她先看了一会儿。然后用小刀极慢极慢地切下一块。奶油很甜。甜得她眼睛有点酸。她没有说话。只是小口小口地吃,连嘴角边上沾的那一点点都不舍得擦。
“爸爸,你尝一口。”她说。
“我不爱吃甜。”父亲说。
“就一口。”她说。
父亲没动。
他只看她。像要把她十六岁这一天的样子,整个刻进自己眼里。
“萨麦尔。”他忽然说。
“在玻利瓦尔,十六岁以后,你就有了一项权利。也是义务。”
“什么?”萨麦尔抬头。
“元技测验。”父亲说,“你必须去。”
“然后呢?”萨麦尔说。
“然后,你会知道,自己到底是谁。”
父亲把那张纸推过来。
“签了它。”
萨麦尔看着那张纸。
上面的字不多。可她没细看。她只是用手指在印泥里按了按,然后极用力地摁在纸上。
“我签好了。”她说。
父亲把纸收起来,像收好一件准备了十六年的东西。
“走吧。”他说。
“我带你去个地方。”
“去内城吗?”萨麦尔说。
“对。”父亲说。
“去那个你总想进去的地方。”
他们走出了小镇。
这是萨麦尔第一次真正离开家。
街上的人很多。房子也越来越高。不是她家那种灰黑旧屋。是更大、更白的建筑。有些楼顶上有圆拱。有些墙面上刻着一整排半人半神的浮雕。她看见有轨车从远处驶来,车身擦着道旁的石栏,发出极轻极稳的“嚓嚓”声。几座尖塔插在天边,像一排不会说话的老者,正低头看她。
“好大。”她说。
“不止。
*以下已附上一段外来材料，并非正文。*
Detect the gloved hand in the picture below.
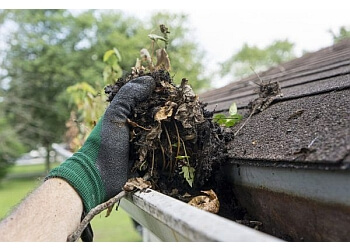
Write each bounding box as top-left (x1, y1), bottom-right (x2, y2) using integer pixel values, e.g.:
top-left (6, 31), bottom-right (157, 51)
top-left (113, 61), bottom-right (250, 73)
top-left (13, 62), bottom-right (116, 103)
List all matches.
top-left (46, 76), bottom-right (155, 241)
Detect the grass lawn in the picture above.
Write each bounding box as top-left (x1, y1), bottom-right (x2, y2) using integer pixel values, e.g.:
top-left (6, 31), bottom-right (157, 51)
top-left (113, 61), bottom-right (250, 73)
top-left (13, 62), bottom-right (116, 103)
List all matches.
top-left (0, 165), bottom-right (142, 242)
”父亲说。
“可这不是最里面。”他说。
他们又换乘了两趟车。
等萨麦尔再抬头时,已经站在一栋极大的建筑前。
那楼高得不像话。灰白色的石墙上有极密的宗教纹样。门极宽,像为巨人修的。门楣上刻着一行她看不懂的字。字下是几只垂目的石像,像在审判每一个走进去的人。
“这里是元石储存库。”父亲说。
“进去吧。”
萨麦尔跟着他,走到前台。
父亲把那张按过手印的纸递过去。
“你的孩子?”里面的人说。
“是。”父亲说。
“旁边那扇门。”那人说。
萨麦尔被单独叫进了一间极安静的屋子。
屋里很冷。
墙上没有窗。只有一盏灯从极高处照下来,白得发青。一个穿深色西装的男人坐在她对面。他很高,极壮,坐在那里像一块被砌进椅子的旧石碑。
“你叫萨麦尔?”他问。
“是。”她说。
“学历。”
“没有。”
“家庭关系。”
“只有爸爸。”
“用过元技吗?”
“没有。”
“好。”男人低头写了几个字,“去三号窗口。”
萨麦尔没动。
“我可以问个问题吗?”她说。
“说。”男人说。
“我妈妈……她叫什么?”
男人抬起头,看了她一眼。
“这里不管这个。”他说。
萨麦尔没再说话。
她走出那扇门,像从一团很冷的雾里走出来一样。
三号门在更里面。
铁门极重。门一打开,有气流从里面涌出来,像某种被关了太久的呼吸。萨麦尔眯了眯眼,才看清里面。
那是一个很小的房间。
正中央,一个石台上,摆着一块金色的元石。
那石头发着极淡极淡的光。不是灯。是从它自己里面透出来的。像有人把一小块太阳剥下来,封进了这石头里。
石台边放着一张纸。
纸上是使用说明:
“用双手触碰,用心感应。获得什么元技,是元石的选择。若与自身不合,后果自负。”
萨麦尔走上前。
她伸出双手。
手掌慢慢按上那块金色元石。
起初很凉。
然后,是热。
那热从她手心里长出来,顺着手腕、小臂、胳膊,一路烧进心脏。她感觉自己像被一条看不见的河从里到外冲了一遍。手在抖。可她没松开。她反而抓得更紧。石头越亮,她的眼睛也越亮。
“轰!”
一股极强的力量从她身上炸开。
门外的管理人员冲了进来。
墙壁已经凹进去了。
不是裂。
是凹。
像被一柄看不到的大锤正面砸中。萨麦尔站在中间。那块元石已经消失。金色的光正从她掌心极慢极慢地熄灭。
“数据……数据乱了。”
管理人员盯着仪器。
“不可能。这是第一城区研究所送来的新机。测力量上限是普通旧机的十倍。怎么会乱?”
“也许坏了。”另一个人说。
“哪有那么容易坏!”
“可这数值……你自己看。”
仪器最后一闪。
上面跳出一行极杂极乱的数字。
萨麦尔没看见。
她只是站在那团还没散尽的光里,像刚从一场很长很长的梦里醒来。
“我好像……握住了什么。”她说。
“不是石头。”她说,“是锤子。”
“很大很大的锤子。”
“像我从前不认识它。它也等了我很久。”
她低头,看向自己的手。
那只手还在轻轻发抖。
可她知道,有些东西,从这一刻起,已经不一样了。